Le doyen de la Faculté, Dr Peter Walker, demande de rencontrer tous les étudiants de médecine francophones à l’heure du dîner. Il veut nous convaincre que la fermeture de Montfort n’a pas autant d’impact que ce que suggèrent les médias et que, de toute façon, « un mini-Montfort » sera certainement créé au sein de l’Hôpital Général. Je suis très surprise d’entendre la réaction des étudiants! Non, non et non. Un mini-Montfort n’est pas une solution. S’en suit une heure trente de délibération, de rage, de voix tremblante, mais de fermeté hors du commun venant de tous ces étudiants réunis dans la salle 2029. À cela s’adjoint la voix particulièrement forte des deux stagiaires de quatrième année.

Le 5 mars 1997

Une réunion d’urgence de la Faculté de médecine est demandée par le doyen de la Faculté, en fin de journée. Jamais une telle rencontre d’urgence n’a été demandée. Tous s’attendent à des explications sur la fusion des hôpitaux Général et Civic. Mais non! Le Doyen ne parle que des inquiétudes des étudiants et de la nécessité que la Faculté appuie la résistance face à la fermeture de Montfort. Tous sont surpris par ce changement de cap.

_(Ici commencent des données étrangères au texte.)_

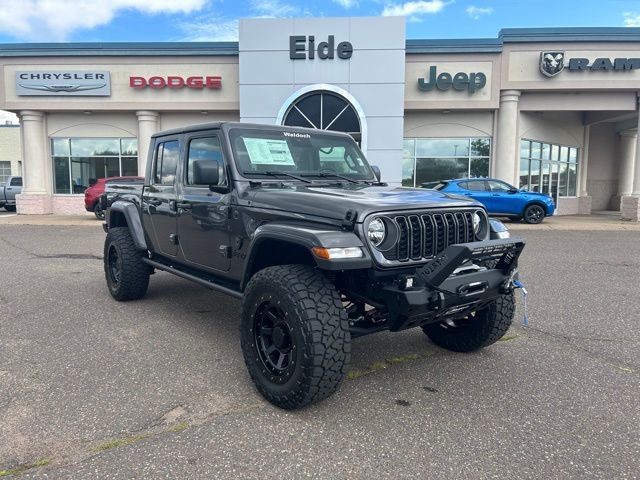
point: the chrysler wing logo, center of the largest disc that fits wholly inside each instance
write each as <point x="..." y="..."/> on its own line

Les jours défilent rapidement, entre stage de psychiatrie, patients et personnel fébriles, journalistes, réunions de haut niveau. Je rencontre des dizaines de personnes fascinantes, francophones, convaincues et convaincantes, aussi fières de leur langue et de leur culture que moi. Et cette crainte que Montfort veuille de moi? Dissipée. Montfort, c’est chez moi. Je ne sais pas si je pourrai commencer ma résidence ici, en faire une partie. Je n’ose y penser, mais je suis là où je dois être. Et de ça, j’en ai la certitude.

Le 22 mars 1997

C’est le jour du Grand rassemblement pour la survie de l’Hôpital Montfort. Je n’ai aucun rôle officiel, je suis une simple spectatrice. Je suis inquiète que nous n’arrivions pas à remplir le Centre Civic. Mais nous devons y arriver! Et nous y arrivons! Des autobus de partout sont nolisés, certains même par mes frères. C’est la folie. L’aréna est rempli à craquer. Les gens ne cessent de scander les fameux SOS Montfort, SOS Montfort et… Montfort fermé : JAMAIS! Quelle inexplicable énergie! Quelle uniformité! Quelle force! Quel cadeau! C’est pour tout ce beau monde que nous avons travaillé si fort. Je n’ai qu’une chose en tête : pour vivre ceci, tout le travail antérieur valait vraiment la peine. Et, une promesse, faite à moi-même : plus jamais je ne vomirai par injustice. Je continuerai à lutter, parce que l’avenir appartient à ceux qui luttent.

Dre Manon Denis-LeBlanc, Vice-doyenne des Affaire sfrancophones de la Faculté de médecine de l'Université d'Ottawa

Dre Manon Denis-LeBlanc fut diplômée médecin de l’Université d’Ottawa en mai 1997 et a complété sa résidence à l’unité Montfort du département de médecine familiale en juin 1999. Elle pratique la médecine depuis ce temps à la fois dans son village natal de St-Isidore dans l’Est ontarien ainsi qu’à l’Hôpital Montfort. En 2017, elle devient Vice-doyenne aux Affaires francophones de la Faculté de médecine de l’Université d’Ottawa. En réunion à la salle du Conseil de la Faculté, elle s’assoit toujours à la même place que lors de cette fameuse rencontre du 4 mars 1997 avec le Doyen.